Ubicada a unas cuantas cuadras del Zócalo, en una esquina discreta pero histórica del Centro, esta talabartería no sólo vende objetos, pues guarda en sus paredes una parte importante de la memoria artesanal de la Ciudad de México.
La historia de El Caballo Mexicano comienza en 1913, cuando Braulio Santos Burgoa, talabartero originario de Tecomaxtlahua, Oaxaca, decidió establecer su propio negocio en la capital del país. La ciudad era entonces un territorio donde el caballo era parte esencial de la vida cotidiana, y la talabartería cumplía una función práctica e indispensable.
Cinco años después de fundar el taller, su creador falleció, pero el oficio continuó. Su hijo, Braulio Santos Burgoa Cervantes, asumió la dirección y dedicó décadas a consolidar el negocio, manteniendo viva la tradición familiar. Desde 1981, el nieto del fundador, Braulio Santos Herrera, continúa al frente de esta empresa que ha pasado ya por tres generaciones.
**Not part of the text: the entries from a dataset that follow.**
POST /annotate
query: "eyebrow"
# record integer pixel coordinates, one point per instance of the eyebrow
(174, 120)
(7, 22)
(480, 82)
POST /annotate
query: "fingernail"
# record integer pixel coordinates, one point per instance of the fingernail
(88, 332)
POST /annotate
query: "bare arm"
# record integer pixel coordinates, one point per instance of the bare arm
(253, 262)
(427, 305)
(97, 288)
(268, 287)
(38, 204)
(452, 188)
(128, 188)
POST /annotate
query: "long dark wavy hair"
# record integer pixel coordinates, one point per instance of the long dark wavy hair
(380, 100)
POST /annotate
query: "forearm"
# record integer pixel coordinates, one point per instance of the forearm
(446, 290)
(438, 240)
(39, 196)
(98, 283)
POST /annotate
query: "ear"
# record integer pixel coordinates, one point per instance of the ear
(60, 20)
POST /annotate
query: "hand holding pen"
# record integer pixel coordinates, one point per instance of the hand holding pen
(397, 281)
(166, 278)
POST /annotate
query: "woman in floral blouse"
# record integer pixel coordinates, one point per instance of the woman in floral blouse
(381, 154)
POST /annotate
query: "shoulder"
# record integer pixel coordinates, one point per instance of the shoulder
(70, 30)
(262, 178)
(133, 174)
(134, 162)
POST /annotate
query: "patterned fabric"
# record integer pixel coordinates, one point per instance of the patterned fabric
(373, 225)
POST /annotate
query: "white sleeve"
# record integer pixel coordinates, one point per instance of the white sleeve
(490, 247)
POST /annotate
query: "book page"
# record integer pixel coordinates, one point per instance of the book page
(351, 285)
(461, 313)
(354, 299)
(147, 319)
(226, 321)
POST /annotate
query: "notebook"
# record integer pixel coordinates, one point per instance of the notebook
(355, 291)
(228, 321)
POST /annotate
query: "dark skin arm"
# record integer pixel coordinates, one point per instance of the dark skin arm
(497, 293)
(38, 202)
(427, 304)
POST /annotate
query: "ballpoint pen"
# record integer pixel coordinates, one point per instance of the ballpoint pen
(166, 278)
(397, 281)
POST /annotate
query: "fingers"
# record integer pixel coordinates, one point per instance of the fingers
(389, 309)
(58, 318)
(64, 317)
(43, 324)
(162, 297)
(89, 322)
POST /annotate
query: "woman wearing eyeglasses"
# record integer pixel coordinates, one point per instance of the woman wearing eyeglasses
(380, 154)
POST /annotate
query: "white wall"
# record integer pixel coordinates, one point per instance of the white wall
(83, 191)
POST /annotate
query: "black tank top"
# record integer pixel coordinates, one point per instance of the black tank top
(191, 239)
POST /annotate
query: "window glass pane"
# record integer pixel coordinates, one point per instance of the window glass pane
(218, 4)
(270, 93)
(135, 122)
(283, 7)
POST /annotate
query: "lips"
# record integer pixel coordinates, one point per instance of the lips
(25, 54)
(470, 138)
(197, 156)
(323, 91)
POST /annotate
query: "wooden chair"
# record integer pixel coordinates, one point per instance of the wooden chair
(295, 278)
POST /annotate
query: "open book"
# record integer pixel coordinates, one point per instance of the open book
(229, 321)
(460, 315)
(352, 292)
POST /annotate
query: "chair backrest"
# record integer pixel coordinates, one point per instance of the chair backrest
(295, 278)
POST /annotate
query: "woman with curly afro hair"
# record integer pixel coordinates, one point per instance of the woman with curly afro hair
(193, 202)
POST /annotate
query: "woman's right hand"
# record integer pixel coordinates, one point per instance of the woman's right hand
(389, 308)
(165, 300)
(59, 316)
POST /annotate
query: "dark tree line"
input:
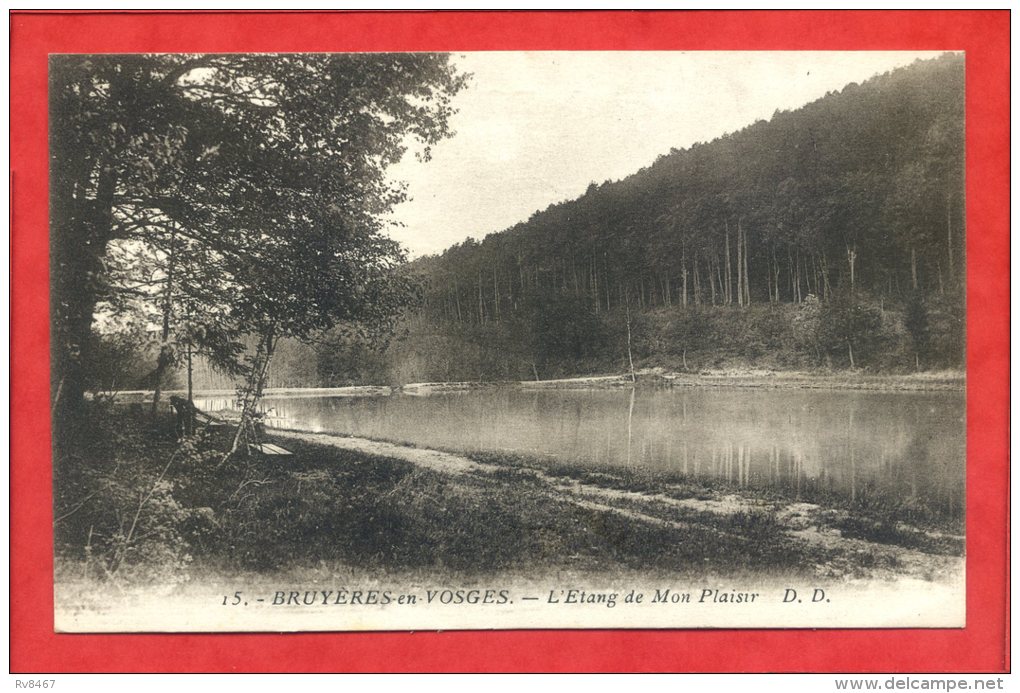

Desde sus inicios, El Caballo Mexicano trabajó exclusivamente con pieles de ganado provenientes de Oaxaca, curtidas y procesadas en ese mismo estado. El material viajaba hasta la capital para transformarse en sillas de montar, cinturones, botas, bozales, huaraches y otros artículos indispensables para una ciudad que aún se movía al ritmo del caballo.
Esa relación directa con la materia prima marcó el carácter del taller: piezas durables, funcionales y hechas para resistir el uso diario. Más allá de las modas, la talabartería respondía a necesidades reales de la época.
En la década de 1940, el taller dio un giro inesperado que terminaría por marcar su historia. Braulio Armando Santos Burgoa concibió una idea sencilla pero visionaria: crear una mochila escolar de vaqueta, la piel más gruesa y resistente, pensada para durar años.
El resultado fue un objeto casi indestructible. Durante los años cincuenta, la mochila comenzó a ganar fama en estados cercanos. Para los sesenta, ya se vendía en todo el país a través de otras talabarterías y comercios. Entre 1940 y 1990, millones de niñas y niños mexicanos cargaron libros y cuadernos en estas mochilas que hoy forman parte de la memoria colectiva.
Más que un producto, la mochila de vaqueta de la talabartería El Caballo Mexicano se convirtió en un símbolo de durabilidad, austeridad y oficio bien hecho.
Hoy, El Caballo Mexicano permanece en la esquina de José María Pino Suárez y Rinconada de Jesús, en el mismo sitio donde fue fundado hace más de cien años. En un entorno donde muchos negocios tradicionales continúan desapareciendo, ante la amenaza de negocios de artículos chinos, este taller sigue funcionando como espacio de trabajo, venta y transmisión del saber artesanal.
Entrar a la talabartería es asomarse a un ritmo distinto de ciudad, el del cuero trabajado a mano, el del objeto que se repara y no se desecha, el de un oficio que ha sabido adaptarse sin perder su esencia. En cada pieza se conserva la historia de una familia, de un barrio y de una forma de entender el trabajo que aún tiene mucho que decir.